Shooting at Motor Vehicles

Two relatively recent police shootings highlight the importance of strict administrative policies governing if/when officers can shoot at moving motor vehicles.

The first shooting event occurred on August 27, 2021 in Sharon Hill Borough, which is a Delaware County suburb of Philadelphia. Two teenagers - Angelo Ford and Hasein Strand - engaged in a gunfight at a high school football game. Three Sharon Hill police officers opened fire on a vehicle that they (mistakenly) believed was involved in the original shooting. The police gunfire struck and killed an innocent eight-year-old girl named Fanta Bility, and three others were were wounded including Fanta’s older sister. Over the past few weeks, this case has received more local Philadelphia media attention when it was learned that 1) it was police gunfire that killed Fanta, and 2) Delaware County District Attorney Tanner Rouse charged the two teens with murder in Fanta’s death. Vinny Vella at The Philadelphia Inquirer has done an excellent job writing about the case. You can read more about it here and here.

The second shooting took place on Sunday, November 21, 2021 during a Christmas parade in Waukesha, Wisconsin. A driver, Darrell Brooks Jr., drove his SUV into the parade route, which killed 6 and injured dozens more. One officer opened fire on the SUV, but eventually stopped because of the danger that the gunfire posed to others (according to the police chief). More info about the incident can be found here.

Both shootings highlight why departmental policy should be written in a way that provides officers with guidance in determining whether they should use their firearms in situations with motor vehicles. Here’s what we know:

  • A few big-city police departments provide explicit language that bans/prohibits officers from shooting at motor vehicles. When they do, most also provide for rare exceptions in which officers can still shoot within policy - such as whether the driver is using the vehicle as a weapon of mass destruction (e.g., apparent terrorist attack; Nice, France truck attack in 2016) or when an officer is being carried/dragged by the vehicle, cannot disengage, and there is a fear of imminent death or serious body injury from being carried/dragged.

  • The New York Police Department (NYPD) was the first to write such language into their deadly force policy in August 1972.

  • A number of professional law enforcement organizations have provided “model” policy language in recent years. They include the Police Executive Research Forum (PERF) in 2016 and a national consensus of 11 leadership organizations (e.g., International Association of Chiefs of Police, National Organization of Black Law Enforcement Executives) in 2017 and revised in 2020.
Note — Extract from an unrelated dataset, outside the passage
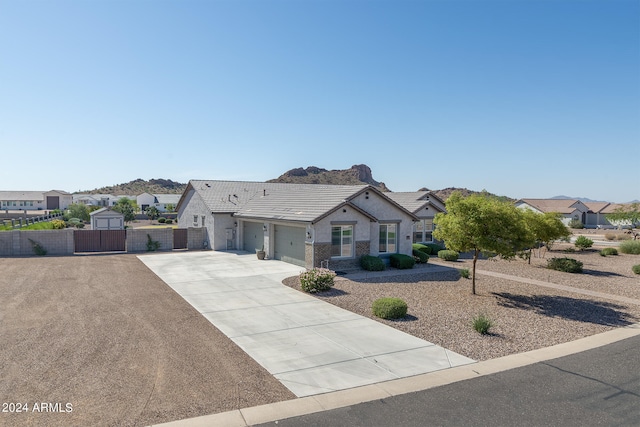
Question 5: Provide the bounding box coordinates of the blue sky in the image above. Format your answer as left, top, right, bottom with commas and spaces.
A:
1, 0, 638, 202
PERF’s “Guiding Principles”

11 organizations’ “national consensus policy”

  • The prevailing rationale behind such prohibitions includes some combination of 1) it is more dangerous to take into account what lies beyond the moving vehicle (e.g., innocent people), 2) firing into moving vehicles may have little impact on stopping the vehicle, and/or 3) disabling/incapacitating the driver may result in an uncontrolled vehicle, which could increase the likelihood of injury or death to other passengers as well as other motorists/pedestrians.

Here are few examples of agencies’ policies:

Dallas, TX Police Department

Denver, CO Police Department

New Jersey Attorney General’s Directive 2020-13, which goes into effect statewide on December 31, 2021.

  • According to data from The Washington Post, 4-5% of all fatal police shootings of people between 1/1/2015 and 8/14/2021 (n = 249) were classified as “motor vehicle” being the weapon used.

*Here’s what we don’t know (it’s a lot):

  • How many/what percentage of police agencies have policies that prohibit shooting at motor vehicles.

  • Whether the Sharon Hill Borough Police Department had similar prohibitions in their deadly force/firearms policy.

We need more attention paid to such policies and whether they reduce/narrow officer discretion and, thus, limit these specific occasions when police shoot. We cannot reduce all police shootings of citizens, especially in those circumstances when people are threatening officers with firearms. However, addressing police shootings at motor vehicles presents one of the few tangible areas where progress can be made (in my opinion).